What’s on My Code Review Checklist

I wrote recently about checklists for peer code reviews. We talked about the benefits of peer code reviews and some tips for making them a natural part of your contests. Today, we’ll follow up with the checklist I use as a baseline. Note that this checklist will vary a bit based on the technology stack and your team’s specific needs, but here’s what I use.

First, there are some things that I specifically do not put on a code review checklist:

  • Anything that will be caught by static code analyzers. This includes things like PEP-8/flake-8 compliance for Python, or memory leak detection in C++ or similar.
  • Confirming it builds and passes automated tests. This should be handled by your build system. At most, you can confirm that it ran and these steps passed.
  • Code style (sometimes). If there are code style tools in place, then this doesn’t need to be reviewed. If this is a matter of conformance rather than a tool formatting the code, then it should be included.

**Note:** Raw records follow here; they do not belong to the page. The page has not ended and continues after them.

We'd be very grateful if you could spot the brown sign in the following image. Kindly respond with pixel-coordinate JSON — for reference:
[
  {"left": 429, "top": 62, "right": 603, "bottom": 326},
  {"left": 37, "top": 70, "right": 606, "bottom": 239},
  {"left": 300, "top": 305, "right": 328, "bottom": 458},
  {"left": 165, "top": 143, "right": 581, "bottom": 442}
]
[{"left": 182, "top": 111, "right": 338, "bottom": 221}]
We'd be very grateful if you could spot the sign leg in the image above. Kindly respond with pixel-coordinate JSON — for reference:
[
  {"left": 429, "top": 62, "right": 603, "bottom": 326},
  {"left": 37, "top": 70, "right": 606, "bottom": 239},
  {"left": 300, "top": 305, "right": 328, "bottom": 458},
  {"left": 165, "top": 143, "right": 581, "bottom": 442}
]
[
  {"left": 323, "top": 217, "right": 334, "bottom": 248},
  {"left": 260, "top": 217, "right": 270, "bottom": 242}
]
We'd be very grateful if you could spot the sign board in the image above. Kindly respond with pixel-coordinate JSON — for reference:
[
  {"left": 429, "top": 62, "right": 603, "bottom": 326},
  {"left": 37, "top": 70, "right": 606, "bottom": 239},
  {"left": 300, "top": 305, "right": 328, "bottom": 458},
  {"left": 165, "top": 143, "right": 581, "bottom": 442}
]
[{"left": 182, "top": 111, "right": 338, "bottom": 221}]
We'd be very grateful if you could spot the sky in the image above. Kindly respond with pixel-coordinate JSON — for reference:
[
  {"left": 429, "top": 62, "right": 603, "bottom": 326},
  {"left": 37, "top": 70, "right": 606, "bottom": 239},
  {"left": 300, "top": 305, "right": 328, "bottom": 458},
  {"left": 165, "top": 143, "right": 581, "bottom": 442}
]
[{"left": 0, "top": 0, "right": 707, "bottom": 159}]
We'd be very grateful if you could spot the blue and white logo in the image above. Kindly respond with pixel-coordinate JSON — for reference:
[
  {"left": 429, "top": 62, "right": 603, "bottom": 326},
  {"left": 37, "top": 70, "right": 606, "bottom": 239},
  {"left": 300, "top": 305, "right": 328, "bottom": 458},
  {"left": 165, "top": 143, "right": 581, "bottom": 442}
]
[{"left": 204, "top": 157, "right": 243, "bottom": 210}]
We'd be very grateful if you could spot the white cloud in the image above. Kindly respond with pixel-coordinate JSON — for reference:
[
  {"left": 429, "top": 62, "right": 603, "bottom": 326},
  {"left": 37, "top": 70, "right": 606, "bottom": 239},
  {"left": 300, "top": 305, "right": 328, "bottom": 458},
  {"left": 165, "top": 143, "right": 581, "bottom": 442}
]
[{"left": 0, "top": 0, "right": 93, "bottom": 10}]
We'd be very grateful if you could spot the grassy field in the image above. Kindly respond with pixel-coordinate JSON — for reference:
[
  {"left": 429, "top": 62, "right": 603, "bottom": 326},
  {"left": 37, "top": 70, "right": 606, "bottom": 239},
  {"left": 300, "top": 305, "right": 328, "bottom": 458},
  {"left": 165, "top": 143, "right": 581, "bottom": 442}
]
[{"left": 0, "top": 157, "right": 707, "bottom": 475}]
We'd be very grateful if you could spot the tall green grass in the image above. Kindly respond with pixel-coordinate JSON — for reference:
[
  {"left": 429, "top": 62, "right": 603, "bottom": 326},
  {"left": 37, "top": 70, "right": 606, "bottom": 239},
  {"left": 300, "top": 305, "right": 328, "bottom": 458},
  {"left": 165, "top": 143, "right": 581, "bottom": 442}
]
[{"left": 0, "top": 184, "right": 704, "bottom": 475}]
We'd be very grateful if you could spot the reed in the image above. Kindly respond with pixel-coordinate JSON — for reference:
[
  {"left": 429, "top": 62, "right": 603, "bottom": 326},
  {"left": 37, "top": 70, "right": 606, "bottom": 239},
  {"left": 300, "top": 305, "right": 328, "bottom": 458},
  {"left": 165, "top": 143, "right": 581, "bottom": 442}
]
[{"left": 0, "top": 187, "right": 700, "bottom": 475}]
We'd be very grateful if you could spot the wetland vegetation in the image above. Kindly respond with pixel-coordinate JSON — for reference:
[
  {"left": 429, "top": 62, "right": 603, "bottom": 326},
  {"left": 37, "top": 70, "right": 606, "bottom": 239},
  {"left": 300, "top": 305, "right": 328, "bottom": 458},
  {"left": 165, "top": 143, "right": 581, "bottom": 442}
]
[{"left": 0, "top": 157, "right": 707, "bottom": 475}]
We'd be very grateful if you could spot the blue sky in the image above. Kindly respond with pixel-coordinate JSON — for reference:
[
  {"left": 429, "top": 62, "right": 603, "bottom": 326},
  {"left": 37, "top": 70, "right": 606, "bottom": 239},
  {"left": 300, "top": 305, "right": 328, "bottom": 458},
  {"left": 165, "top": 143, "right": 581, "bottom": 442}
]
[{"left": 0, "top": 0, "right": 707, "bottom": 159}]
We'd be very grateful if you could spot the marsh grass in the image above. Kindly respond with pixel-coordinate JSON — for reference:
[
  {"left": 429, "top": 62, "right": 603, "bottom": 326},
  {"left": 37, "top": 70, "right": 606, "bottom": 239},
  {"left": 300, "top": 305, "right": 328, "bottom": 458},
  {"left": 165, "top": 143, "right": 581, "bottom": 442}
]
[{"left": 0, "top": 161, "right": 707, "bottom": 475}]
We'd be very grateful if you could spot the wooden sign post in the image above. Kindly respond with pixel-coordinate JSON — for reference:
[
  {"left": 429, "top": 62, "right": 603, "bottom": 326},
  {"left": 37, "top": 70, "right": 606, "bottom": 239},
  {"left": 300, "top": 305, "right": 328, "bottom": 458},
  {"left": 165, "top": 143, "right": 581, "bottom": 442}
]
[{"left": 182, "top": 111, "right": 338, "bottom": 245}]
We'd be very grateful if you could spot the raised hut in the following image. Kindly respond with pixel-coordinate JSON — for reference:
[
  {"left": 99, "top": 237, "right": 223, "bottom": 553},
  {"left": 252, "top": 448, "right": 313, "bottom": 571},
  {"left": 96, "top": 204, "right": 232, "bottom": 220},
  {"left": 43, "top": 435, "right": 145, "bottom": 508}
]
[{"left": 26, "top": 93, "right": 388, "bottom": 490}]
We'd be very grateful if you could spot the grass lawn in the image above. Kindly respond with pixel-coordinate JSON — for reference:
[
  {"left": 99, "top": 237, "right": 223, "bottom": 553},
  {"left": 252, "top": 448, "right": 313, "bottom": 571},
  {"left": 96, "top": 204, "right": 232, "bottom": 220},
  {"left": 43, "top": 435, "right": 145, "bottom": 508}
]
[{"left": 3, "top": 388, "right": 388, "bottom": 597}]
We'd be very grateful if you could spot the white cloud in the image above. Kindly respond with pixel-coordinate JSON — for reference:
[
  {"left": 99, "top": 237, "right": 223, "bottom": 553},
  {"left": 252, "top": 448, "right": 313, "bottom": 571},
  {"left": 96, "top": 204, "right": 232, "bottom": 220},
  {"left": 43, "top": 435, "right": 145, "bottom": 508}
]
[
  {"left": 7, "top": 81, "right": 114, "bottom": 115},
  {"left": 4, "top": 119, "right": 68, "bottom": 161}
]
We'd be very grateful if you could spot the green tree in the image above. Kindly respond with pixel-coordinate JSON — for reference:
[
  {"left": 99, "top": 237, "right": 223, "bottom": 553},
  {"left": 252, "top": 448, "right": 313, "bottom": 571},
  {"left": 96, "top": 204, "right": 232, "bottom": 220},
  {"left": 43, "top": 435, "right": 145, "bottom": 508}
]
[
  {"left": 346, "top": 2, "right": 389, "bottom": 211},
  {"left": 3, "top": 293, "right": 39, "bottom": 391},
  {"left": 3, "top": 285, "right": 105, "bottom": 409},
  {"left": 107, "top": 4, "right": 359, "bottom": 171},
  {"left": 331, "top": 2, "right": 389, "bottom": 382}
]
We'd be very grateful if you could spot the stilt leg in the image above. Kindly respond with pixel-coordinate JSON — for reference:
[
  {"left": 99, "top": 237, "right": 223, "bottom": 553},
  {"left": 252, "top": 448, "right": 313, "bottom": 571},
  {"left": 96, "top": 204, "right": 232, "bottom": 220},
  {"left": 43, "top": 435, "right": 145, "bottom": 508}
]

These are the things that are on the checklist:

  • Code style (usually). Include this if your code is not formatted through some tool. This covers things like brace location, line length, and method and variable naming.
  • Are the “whys” documented? Comments are frequently redundant, but comments about why the developer did something unusual should be there. This is things like, “The first result from this third-party system is always null due to a bug on their end.” This also applies to complex functions or algorithms.
  • Appropriate defensiveness around inputs. Confirm that input from the end user is scrubbed and encoded. Confirm that third-party utilities are all surrounded with appropriate try-catch blocks and error handling.
  • Code factors allow for testability. This varies a bit by language, but covers things like making sure interfaces can be mocked,and that test frameworks can exercise methods. For example, PyUnit doesn’t allow testing of the constructor directly, so it’s best to keep the constructor slim and put any logic in a method that the constructor calls, which also renders that method testable.
  • Tests exist and are comprehensive. This one applies only in situations where the developers are writing tests, which I hope is a common situation! This checks for unit and/or integration tests that go beyond “assert true.” How far they go specifically depends on the team, and this is often measured by proxy through checking the coverage level (if it goes down, there may be a problem here).
  • The code externalizes configuration. Look for things that are likely to change—number of items on a page in a paginated list, or the options in a dropdown list—and ensure they’re modifiable without changing the code. This also includes confirming that they are pulled from your standard location, whether that’s a database or a file on a file system, or wherever.
  • No commented code. If code is commented out, it should be deleted. The magic of source control can bring it back if we decide we need it after all.
  • TODOs. Some code will have todos; the job of the code review is to check that they are acceptable. For example, a “TODO: implement security restrictions” might be okay as long as it’s fixed before shipping, but it might not be okay if this release is going out the door tomorrow.
  • Loops. Check loops for length and appropriate exit criteria. Also check for speed; loops that can have many objects may be too slow. These things fall into the category of frequent mistakes for many developers.
  • Existence checks. Before using objects, check that they exist. This will help put error handling close to the source of the problem. This is particularly true for anything obtained from a location outside the system (e.g., the response to a call to another system, or a file read off the file system).
  • Duplicate code checks. Look for code doing similar things; this is an opportunity for refactoring and/or removing duplication. This comes up a lot when a developer is working in an unfamiliar area of the system, or when the system is large and has many utility classes and methods.

What else is on your code review list?